In the second chapter, together with Steven Buck, I question the wisdom of selecting a forecast model based on a within-sample goodness-of-fit criterion in the context of commercial and industrial (C&I) water demand in the Southern California. Initially, a set of about 350 thousand regression models are estimated using retailer level panel data featuring water consumption, price, employment, weather variables, and GDP. Out-of-sample forecasting performances of those models that rank within the top 1 \% based on various in and out-of-sample goodness-of-fit criteria were compared. We found that the models that provide the best in-sample fit are not necessarily the most favorable ones when it comes to forecasting water demand. The results indicate that on average, these models have a significantly higher absolute forecast error and a larger gap between the highest and lowest forecasts that they generate compared to the models that rank high based on out-of-sample fit criteria we defined.

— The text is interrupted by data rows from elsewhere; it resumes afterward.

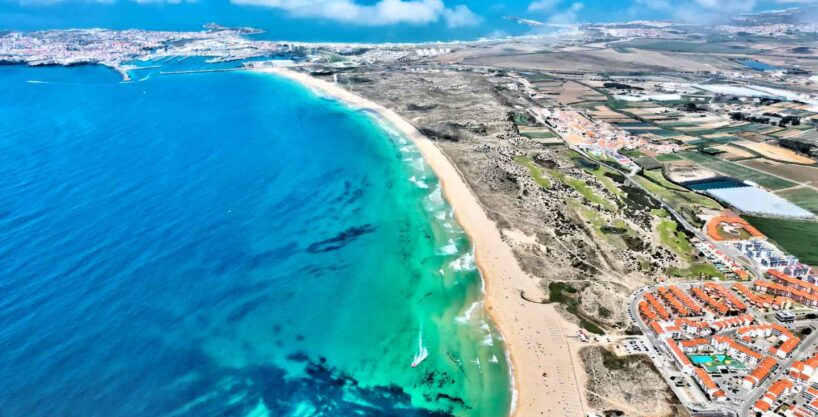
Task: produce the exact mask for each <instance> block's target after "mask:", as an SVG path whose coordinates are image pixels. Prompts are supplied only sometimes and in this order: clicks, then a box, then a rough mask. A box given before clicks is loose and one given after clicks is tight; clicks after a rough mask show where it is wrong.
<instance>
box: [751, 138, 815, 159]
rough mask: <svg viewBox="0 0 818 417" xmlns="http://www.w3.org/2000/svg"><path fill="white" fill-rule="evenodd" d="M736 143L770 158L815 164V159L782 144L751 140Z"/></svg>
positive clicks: (765, 156) (759, 153) (754, 151)
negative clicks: (814, 159)
mask: <svg viewBox="0 0 818 417" xmlns="http://www.w3.org/2000/svg"><path fill="white" fill-rule="evenodd" d="M736 145H738V146H741V147H743V148H747V149H749V150H751V151H753V152H756V153H759V154H761V155H763V156H765V157H767V158H769V159H772V160H774V161H781V162H792V163H795V164H806V165H809V164H814V163H815V160H813V159H811V158H807V157H806V156H803V155H799V154H797V153H795V152H794V151H792V150H789V149H786V148H782V147H780V146H776V145H772V144H769V143H755V142H750V141H746V140H745V141H741V142H737V143H736Z"/></svg>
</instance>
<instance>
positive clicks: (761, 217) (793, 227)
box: [745, 216, 818, 266]
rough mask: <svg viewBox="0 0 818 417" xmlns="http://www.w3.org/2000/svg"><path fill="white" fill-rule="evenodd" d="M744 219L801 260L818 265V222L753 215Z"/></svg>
mask: <svg viewBox="0 0 818 417" xmlns="http://www.w3.org/2000/svg"><path fill="white" fill-rule="evenodd" d="M745 219H746V220H747V221H748V222H750V224H752V225H753V226H755V227H756V228H757V229H758V230H759V231H761V233H764V234H765V235H767V237H768V238H770V239H771V240H773V241H775V242H776V243H777V244H778V246H779V247H781V248H782V249H784V250H785V251H787V252H789V253H791V254H793V255H795V256H796V257H797V258H798V259H799V260H800V261H801V262H803V263H805V264H808V265H817V266H818V222H816V221H809V220H790V219H769V218H764V217H753V216H747V217H745Z"/></svg>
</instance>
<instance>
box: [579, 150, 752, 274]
mask: <svg viewBox="0 0 818 417" xmlns="http://www.w3.org/2000/svg"><path fill="white" fill-rule="evenodd" d="M569 148H571V149H572V150H573V151H575V152H577V153H579V154H581V155H583V156H585V157H586V158H588V159H590V160H592V161H595V162H596V163H598V164H601V165H604V166H605V167H606V168H608V169H611V170H613V171H615V172H617V173H619V174H621V175H623V176H624V177H625V180H626V181H627V182H628V184H630V185H632V186H634V187H637V188H639V189H640V190H642V191H643V192H645V193H646V194H647V195H649V196H651V197H652V198H653V199H654V200H656V201H658V202H659V203H660V204H661V206H662V208H664V209H665V210H666V211H667V212H668V213H670V214H671V215H672V216H673V217H674V218H675V219H676V221H677V222H678V223H679V224H681V225H682V227H684V228H685V229H686V230H687V231H688V232H690V233H692V234H693V235H694V236H696V237H697V238H699V240H701V241H703V242H710V243H712V244H713V245H715V246H716V247H717V248H718V249H720V250H721V251H722V252H724V253H726V254H727V255H728V256H730V257H731V258H733V260H734V261H736V262H737V263H739V264H740V265H742V266H744V268H745V269H747V270H748V271H750V273H751V274H753V276H754V277H755V279H762V278H763V277H764V274H763V273H762V272H761V271H760V270H759V268H758V266H757V265H756V263H755V262H753V261H752V260H751V259H750V258H748V257H747V256H745V255H744V254H742V253H741V251H739V250H738V249H736V248H735V247H733V246H730V245H725V244H722V243H719V242H714V241H712V240H711V239H710V238H709V237H708V236H707V234H706V233H704V231H702V230H701V229H699V228H697V227H695V226H693V225H692V224H690V222H688V221H687V219H685V217H684V216H682V215H681V214H680V213H679V212H677V211H676V210H675V209H674V208H673V207H671V206H670V205H669V204H667V203H665V201H664V200H663V199H662V198H661V197H659V196H657V195H655V194H654V193H653V192H651V191H650V190H648V189H647V188H645V187H643V186H642V184H640V183H639V182H638V181H635V180H634V179H633V176H634V175H636V174H637V173H638V170H635V171H632V172H628V173H625V172H623V171H621V170H620V169H619V168H616V167H614V166H612V165H608V164H606V163H605V162H602V161H599V160H597V159H596V158H594V157H593V156H591V155H588V154H587V153H585V152H584V151H582V150H581V149H579V148H575V147H574V146H571V145H569Z"/></svg>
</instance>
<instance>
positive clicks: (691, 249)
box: [656, 219, 695, 261]
mask: <svg viewBox="0 0 818 417" xmlns="http://www.w3.org/2000/svg"><path fill="white" fill-rule="evenodd" d="M678 228H679V225H678V224H677V223H676V222H675V221H673V220H670V219H663V220H662V221H660V222H659V225H657V226H656V231H657V232H658V233H659V241H660V242H662V244H663V245H664V246H665V247H667V248H668V249H670V250H672V251H673V252H676V253H677V254H678V255H679V256H681V257H683V258H684V259H686V260H688V261H690V260H691V259H692V258H693V255H694V254H695V248H693V245H691V244H690V241H688V240H687V235H685V234H684V233H683V232H681V231H679V230H678Z"/></svg>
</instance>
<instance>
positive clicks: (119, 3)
mask: <svg viewBox="0 0 818 417" xmlns="http://www.w3.org/2000/svg"><path fill="white" fill-rule="evenodd" d="M814 2H818V0H682V1H678V0H677V1H673V0H621V1H616V0H511V1H498V0H0V28H2V29H13V30H37V29H52V28H53V29H61V28H87V27H105V28H114V29H125V28H139V29H165V30H197V29H199V28H201V25H202V24H204V23H208V22H216V23H219V24H222V25H228V26H252V27H257V28H260V29H264V30H265V31H266V33H265V34H264V35H263V36H262V37H264V38H266V39H276V40H294V41H361V42H374V41H391V42H407V41H433V40H441V41H450V40H469V39H476V38H480V37H502V36H507V35H521V34H526V33H530V32H531V31H532V30H533V29H531V28H530V27H527V26H524V25H520V24H518V23H514V22H512V21H509V20H507V19H504V17H506V16H516V17H521V18H526V19H535V20H538V21H542V22H546V23H550V24H554V25H565V24H573V23H588V22H612V21H630V20H640V19H673V20H680V21H685V22H693V23H718V22H720V21H724V20H725V19H727V18H729V17H730V16H732V15H736V14H739V13H746V12H754V11H763V10H771V9H782V8H787V7H793V6H798V5H801V4H812V3H814ZM540 30H541V29H540Z"/></svg>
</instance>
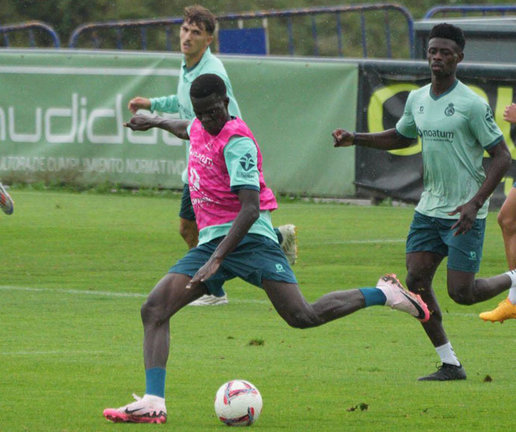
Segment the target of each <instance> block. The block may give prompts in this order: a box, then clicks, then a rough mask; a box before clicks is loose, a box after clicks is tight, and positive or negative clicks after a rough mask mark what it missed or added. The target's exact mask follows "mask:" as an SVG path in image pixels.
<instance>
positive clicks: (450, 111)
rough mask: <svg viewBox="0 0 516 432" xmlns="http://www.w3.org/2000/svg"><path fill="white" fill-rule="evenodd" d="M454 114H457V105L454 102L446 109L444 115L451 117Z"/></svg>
mask: <svg viewBox="0 0 516 432" xmlns="http://www.w3.org/2000/svg"><path fill="white" fill-rule="evenodd" d="M453 114H455V107H454V106H453V104H452V103H450V104H449V105H448V106H447V107H446V109H445V110H444V115H445V116H446V117H451V116H452V115H453Z"/></svg>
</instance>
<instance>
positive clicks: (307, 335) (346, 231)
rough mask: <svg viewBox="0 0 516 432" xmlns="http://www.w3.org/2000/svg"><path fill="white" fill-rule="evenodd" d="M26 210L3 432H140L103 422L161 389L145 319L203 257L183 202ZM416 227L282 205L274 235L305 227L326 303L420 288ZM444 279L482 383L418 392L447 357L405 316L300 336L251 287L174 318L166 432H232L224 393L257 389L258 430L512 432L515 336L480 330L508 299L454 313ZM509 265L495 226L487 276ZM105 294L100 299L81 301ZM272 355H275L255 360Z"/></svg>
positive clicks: (20, 234)
mask: <svg viewBox="0 0 516 432" xmlns="http://www.w3.org/2000/svg"><path fill="white" fill-rule="evenodd" d="M12 193H13V197H14V198H15V200H16V210H15V214H14V215H13V216H9V217H1V218H0V232H1V243H0V254H1V256H2V257H4V260H3V264H4V265H3V266H2V268H1V269H0V280H1V281H2V282H1V284H0V285H2V287H3V288H2V289H0V293H1V298H2V301H1V306H0V313H1V322H2V330H3V331H2V337H1V338H0V341H1V343H0V361H1V362H2V368H0V383H1V395H2V396H1V398H0V409H1V410H2V416H1V421H0V431H9V432H10V431H63V432H64V431H67V432H70V431H81V432H82V431H85V432H88V431H112V430H114V429H116V430H119V429H120V428H124V427H125V428H126V427H127V426H117V425H112V424H108V423H107V422H106V421H105V420H104V419H103V417H102V410H103V409H104V408H105V407H107V406H119V405H123V404H125V403H128V402H129V401H130V398H131V393H132V392H136V393H141V392H142V390H143V388H144V377H143V369H142V368H143V366H142V355H141V339H142V329H141V324H140V321H139V307H140V305H141V303H142V301H143V299H144V296H145V295H146V294H147V293H148V292H149V290H150V289H151V288H152V286H153V285H154V283H155V282H156V281H157V280H158V279H159V278H160V277H161V275H162V274H163V273H164V272H166V270H167V269H168V268H169V266H170V265H172V264H173V263H174V262H175V261H176V260H177V259H178V258H180V257H181V256H182V255H183V254H184V252H185V246H184V245H183V243H182V240H181V239H180V237H179V234H177V216H176V215H177V212H178V206H179V199H160V198H148V197H129V196H122V197H120V196H110V195H88V194H68V193H56V192H52V193H51V192H27V191H16V190H12ZM412 211H413V209H412V208H393V207H384V206H380V207H354V206H349V205H337V204H313V203H300V202H294V203H288V202H282V203H280V209H279V210H278V211H277V212H275V214H274V216H273V220H274V222H275V224H276V225H278V224H282V223H294V224H296V225H297V226H298V233H299V260H298V263H297V264H296V266H295V267H294V271H295V273H296V275H297V277H298V280H299V282H300V285H301V288H302V290H303V292H304V294H305V295H306V297H307V298H308V299H309V300H315V299H316V298H318V297H319V296H320V295H322V294H323V293H326V292H328V291H330V290H335V289H349V288H354V287H358V286H368V285H374V283H375V282H376V280H377V279H378V277H379V276H380V275H381V274H383V273H385V272H396V273H398V275H400V277H401V278H402V279H403V278H404V275H405V272H404V244H403V241H393V240H400V239H401V240H403V239H404V237H405V235H406V231H407V229H408V224H409V223H410V219H411V216H412ZM444 266H445V264H443V266H442V268H441V269H440V270H439V272H438V274H437V276H436V284H435V287H436V290H437V292H438V296H439V299H440V301H441V305H442V309H443V312H444V320H445V325H446V328H447V331H448V334H449V337H450V339H451V341H452V343H453V345H454V347H455V349H456V351H457V353H458V355H459V357H460V359H461V360H462V361H463V363H464V365H465V367H466V370H467V372H468V380H467V381H466V382H461V383H418V382H417V381H416V378H417V377H418V376H420V375H423V374H426V373H429V372H431V371H432V369H433V368H434V363H435V362H437V356H436V354H435V352H434V350H433V348H432V347H431V344H430V342H429V341H428V340H427V339H426V337H425V336H424V333H423V331H422V329H421V327H420V326H419V324H418V323H417V322H416V321H415V320H413V319H411V318H410V317H408V316H406V315H404V314H399V313H396V312H393V311H391V310H389V309H387V308H380V307H378V308H370V309H367V310H363V311H360V312H358V313H356V314H354V315H352V316H350V317H347V318H345V319H342V320H338V321H336V322H333V323H330V324H328V325H326V326H322V327H320V328H317V329H311V330H304V331H301V330H294V329H290V328H289V327H288V326H287V325H286V324H285V323H284V322H283V321H282V320H281V319H280V318H279V317H278V315H277V314H276V312H275V311H274V310H273V309H272V307H271V306H270V305H269V304H268V302H267V301H266V297H265V295H264V293H263V292H261V290H259V289H258V288H255V287H252V286H250V285H247V284H245V283H244V282H242V281H238V280H235V281H231V282H230V283H228V285H227V290H228V294H229V298H230V303H229V305H227V306H222V307H213V308H209V307H208V308H185V309H184V310H182V311H181V312H179V313H178V314H177V315H176V316H175V317H173V319H172V322H171V328H172V331H171V333H172V336H171V356H170V360H169V365H168V377H167V388H166V391H167V405H168V410H169V420H168V423H167V424H166V425H164V427H162V429H164V430H181V431H200V430H202V431H209V430H214V431H215V430H221V429H220V428H222V427H225V426H223V425H222V423H219V422H218V420H217V419H216V418H215V415H214V412H213V397H214V395H215V391H216V390H217V388H218V387H219V386H220V385H221V384H222V383H223V382H224V381H226V380H229V379H232V378H244V379H248V380H250V381H251V382H253V383H254V384H256V385H257V386H258V388H259V389H260V391H261V392H262V396H263V398H264V411H263V413H262V416H261V417H260V419H259V421H258V422H257V423H256V425H254V426H253V428H257V429H258V430H267V431H301V430H303V431H309V430H314V431H315V430H317V431H341V430H349V431H376V430H378V431H405V430H407V431H409V430H414V429H416V430H439V431H446V430H450V431H451V430H455V431H456V430H468V431H476V430H478V431H482V430H490V431H497V430H500V431H506V430H509V429H510V427H511V425H512V424H513V419H512V415H511V414H512V410H513V407H514V406H515V403H516V396H515V395H516V391H515V390H516V385H515V384H514V372H513V370H512V362H511V359H512V358H514V356H515V354H516V343H515V342H516V339H515V336H514V323H513V322H507V323H505V324H504V325H503V326H500V325H492V324H488V323H484V322H482V321H481V320H479V319H478V318H477V317H476V314H477V313H478V312H480V311H482V310H485V309H486V308H490V307H492V306H494V305H496V304H497V301H498V300H501V299H502V298H503V296H500V298H497V299H494V300H491V301H489V302H486V303H485V304H480V305H474V306H471V307H464V306H459V305H456V304H454V303H453V302H452V301H451V300H450V299H449V298H448V296H447V295H446V293H445V288H444V286H445V267H444ZM505 266H506V264H505V258H504V254H503V244H502V240H501V235H500V233H499V229H498V227H497V226H496V218H495V215H494V214H491V215H490V217H489V218H488V226H487V233H486V243H485V247H484V259H483V263H482V267H481V272H480V275H484V276H487V275H490V274H495V273H499V272H501V271H504V269H505ZM9 287H14V288H15V289H9ZM23 287H25V288H26V289H20V288H23ZM92 291H93V292H95V291H98V295H95V294H91V295H81V292H92ZM101 293H112V294H113V295H102V294H101ZM116 293H122V294H129V295H116ZM258 339H259V340H263V341H264V343H263V345H259V346H256V345H252V344H250V343H249V342H251V341H252V340H258ZM488 377H489V378H490V379H491V381H489V380H486V378H488ZM143 428H146V430H147V429H148V426H145V425H133V426H131V429H134V430H143Z"/></svg>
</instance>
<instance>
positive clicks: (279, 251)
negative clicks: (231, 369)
mask: <svg viewBox="0 0 516 432" xmlns="http://www.w3.org/2000/svg"><path fill="white" fill-rule="evenodd" d="M190 93H191V97H192V102H193V106H194V109H195V114H196V119H194V120H193V121H192V122H190V121H187V120H177V119H170V118H163V117H159V116H150V115H146V114H144V115H137V116H135V117H133V118H131V120H130V122H129V123H126V124H125V126H127V127H130V128H131V129H133V130H148V129H149V128H152V127H158V128H161V129H164V130H167V131H169V132H171V133H173V134H174V135H176V136H178V137H180V138H189V139H190V143H191V147H192V155H194V154H195V155H196V157H194V156H192V157H191V159H190V163H189V165H188V172H189V185H190V192H191V194H192V198H193V203H194V209H195V214H196V218H197V221H198V224H199V228H200V231H199V244H198V245H197V246H196V247H195V248H193V249H190V250H189V251H188V253H187V254H186V255H185V256H184V257H183V258H182V259H180V260H179V261H178V262H177V263H176V264H175V265H174V266H173V267H172V268H171V269H170V270H169V273H167V274H166V275H165V276H163V277H162V279H161V280H160V281H159V282H158V283H157V284H156V286H155V287H154V289H153V290H152V292H151V293H150V294H149V296H148V297H147V300H146V302H145V303H144V305H143V306H142V309H141V318H142V322H143V328H144V341H143V352H144V364H145V383H146V390H145V395H144V396H143V398H137V400H136V402H132V403H130V404H128V405H125V406H122V407H120V408H106V409H105V410H104V412H103V415H104V417H105V418H106V419H108V420H110V421H112V422H124V423H165V422H166V420H167V408H166V405H165V377H166V365H167V361H168V356H169V351H170V341H171V338H170V318H171V317H172V316H173V315H174V314H175V313H176V312H178V311H179V310H180V309H181V308H183V307H184V306H186V305H187V304H189V303H190V302H191V301H192V300H195V299H196V298H197V297H200V296H201V295H203V294H205V293H206V292H207V291H208V292H212V293H217V292H220V291H221V290H222V285H223V283H224V282H225V281H226V280H229V279H232V278H235V277H239V278H241V279H243V280H245V281H247V282H249V283H252V284H253V285H255V286H258V287H261V288H263V290H264V291H265V293H266V294H267V296H268V298H269V300H270V301H271V303H272V305H273V306H274V308H275V309H276V311H277V312H278V314H279V315H280V316H281V317H282V318H283V319H284V320H285V321H286V322H287V323H288V324H289V325H290V326H291V327H295V328H300V329H306V328H310V327H317V326H320V325H323V324H325V323H328V322H330V321H332V320H335V319H338V318H342V317H344V316H347V315H349V314H352V313H354V312H356V311H358V310H360V309H363V308H365V307H369V306H373V305H387V306H390V307H392V308H393V309H397V310H400V311H403V312H406V313H408V314H410V315H412V316H413V317H415V318H417V319H420V320H422V321H424V320H426V319H428V315H429V312H428V309H427V307H426V305H425V304H424V302H423V301H422V300H421V298H420V297H419V296H417V295H415V294H412V293H410V292H409V291H406V290H405V289H404V288H403V287H402V286H401V284H400V283H399V282H398V280H397V279H396V277H395V276H394V275H386V276H384V277H382V278H380V280H379V281H378V282H377V283H376V286H375V287H368V288H362V289H351V290H347V291H334V292H331V293H328V294H326V295H324V296H322V297H321V298H320V299H318V300H317V301H315V302H314V303H308V302H307V301H306V299H305V298H304V296H303V294H302V292H301V291H300V289H299V286H298V284H297V280H296V277H295V276H294V273H293V272H292V269H291V267H290V264H289V262H288V260H287V259H286V257H285V254H284V253H283V251H282V250H281V248H280V246H279V244H278V239H277V236H276V234H275V232H274V229H273V227H272V224H271V215H270V213H271V212H272V211H273V210H275V209H276V208H277V203H276V198H275V197H274V194H273V192H272V191H271V190H270V189H269V188H268V187H267V186H266V184H265V179H264V175H263V171H262V157H261V152H260V148H259V146H258V143H257V142H256V140H255V139H254V136H253V134H252V132H251V131H250V130H249V128H248V127H247V125H246V124H245V123H244V121H243V120H241V119H239V118H237V117H232V116H231V115H230V114H229V112H228V104H229V99H228V97H227V96H226V89H225V86H224V81H222V79H220V77H218V76H217V75H214V74H205V75H201V76H199V77H198V78H197V79H196V80H195V81H194V82H193V83H192V87H191V91H190ZM208 144H209V145H208ZM197 156H198V157H197ZM242 160H245V161H246V163H241V161H242ZM206 161H210V163H209V164H207V163H206ZM172 340H174V338H172ZM177 369H178V368H177V367H175V372H178V373H181V374H183V373H188V372H193V371H191V368H190V367H189V365H188V364H184V365H183V369H184V370H183V372H181V371H178V370H177ZM192 403H193V404H195V401H192Z"/></svg>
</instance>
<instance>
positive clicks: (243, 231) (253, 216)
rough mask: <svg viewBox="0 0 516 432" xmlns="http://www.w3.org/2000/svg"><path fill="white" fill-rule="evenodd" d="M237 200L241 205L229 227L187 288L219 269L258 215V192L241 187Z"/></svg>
mask: <svg viewBox="0 0 516 432" xmlns="http://www.w3.org/2000/svg"><path fill="white" fill-rule="evenodd" d="M238 200H239V201H240V204H241V207H240V211H239V212H238V215H237V217H236V219H235V220H234V221H233V224H232V225H231V228H230V230H229V232H228V234H227V235H226V237H224V240H222V241H221V242H220V243H219V245H218V246H217V248H216V249H215V250H214V251H213V254H212V255H211V257H210V259H209V260H208V261H207V262H206V264H204V265H203V266H202V267H201V268H200V269H199V270H198V271H197V273H196V274H195V275H194V277H193V278H192V280H191V281H190V284H189V285H188V286H187V288H191V287H192V285H195V284H198V283H202V282H204V281H205V280H206V279H208V278H209V277H210V276H212V275H214V274H215V273H216V272H217V270H218V269H219V267H220V265H221V264H222V261H224V258H225V257H226V256H227V255H228V254H230V253H231V252H232V251H233V250H234V249H235V248H236V247H237V246H238V244H239V243H240V242H241V241H242V239H243V238H244V236H245V235H246V234H247V233H248V232H249V229H250V228H251V226H252V225H253V224H254V223H255V222H256V220H257V219H258V217H259V215H260V192H258V191H255V190H250V189H241V190H240V191H239V192H238Z"/></svg>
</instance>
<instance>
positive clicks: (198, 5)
mask: <svg viewBox="0 0 516 432" xmlns="http://www.w3.org/2000/svg"><path fill="white" fill-rule="evenodd" d="M215 24H216V18H215V16H214V15H213V14H212V13H211V12H210V11H209V10H208V9H206V8H204V7H202V6H199V5H195V6H189V7H186V8H185V10H184V21H183V24H182V25H181V29H180V33H179V38H180V43H181V52H182V53H183V61H182V64H181V70H180V74H179V82H178V85H177V93H176V94H175V95H170V96H163V97H157V98H150V99H149V98H145V97H140V96H138V97H135V98H133V99H131V100H130V101H129V106H128V108H129V110H130V111H131V113H133V114H136V112H137V111H138V110H139V109H147V110H150V111H151V112H152V111H159V112H163V113H178V114H179V118H181V119H185V120H192V119H193V118H194V117H195V115H194V112H193V108H192V103H191V101H190V94H189V92H190V86H191V85H192V82H193V81H194V80H195V78H197V77H198V76H199V75H202V74H206V73H213V74H215V75H218V76H219V77H220V78H221V79H222V80H223V81H224V84H225V85H226V88H227V94H228V97H229V112H230V114H231V115H234V116H237V117H242V116H241V113H240V108H239V106H238V103H237V101H236V99H235V96H234V94H233V88H232V86H231V82H230V80H229V77H228V75H227V72H226V69H225V68H224V65H223V64H222V62H221V61H220V59H218V58H217V57H216V56H214V55H213V54H212V53H211V50H210V44H211V42H212V41H213V32H214V31H215ZM186 152H187V160H188V153H189V144H188V142H186ZM186 175H187V174H186V170H185V171H184V172H183V174H182V180H183V183H184V186H183V196H182V198H181V209H180V211H179V233H180V234H181V236H182V237H183V239H184V241H185V242H186V244H187V246H188V248H189V249H192V248H193V247H195V246H197V242H198V239H199V231H198V228H197V223H196V221H195V214H194V212H193V209H192V202H191V199H190V192H189V189H188V179H187V178H186ZM276 234H277V235H278V239H279V241H280V245H281V247H282V249H283V251H284V252H285V255H286V256H287V258H288V259H289V262H290V264H294V263H295V261H296V258H297V240H296V229H295V226H294V225H291V224H288V225H282V226H280V227H278V228H277V229H276ZM227 302H228V300H227V296H226V294H225V293H224V294H223V295H222V296H221V297H216V296H212V295H207V296H204V297H202V298H200V299H199V300H197V301H195V302H193V303H192V305H193V306H207V305H220V304H225V303H227Z"/></svg>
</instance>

Finally, the third chpater investigates the effect of the 2000 California energy crisis on the take up of an engineering audit program funded by the Department of Energy, aiming operational improvements in various domains, including energy efficiency, at small and medium sized firms. Using a detailed data set containing information on both firm characteristics and the specifics of the recommendations made, a linear probability model is estimated using difference-in-difference strategy. In order to keep the treatment and the control groups as comparable as possible to ensure credible identification, the firms that applied to be audited and made the take up decision before the crisis are compared to those that applied right before the crisis and had to decide after the crisis started. The results show that the 2000 California energy crisis was associated with a 16% increase in the take up of the IAC energy efficiency recommendations. The coefficient estimate is statistically significant and robust to different model specifications.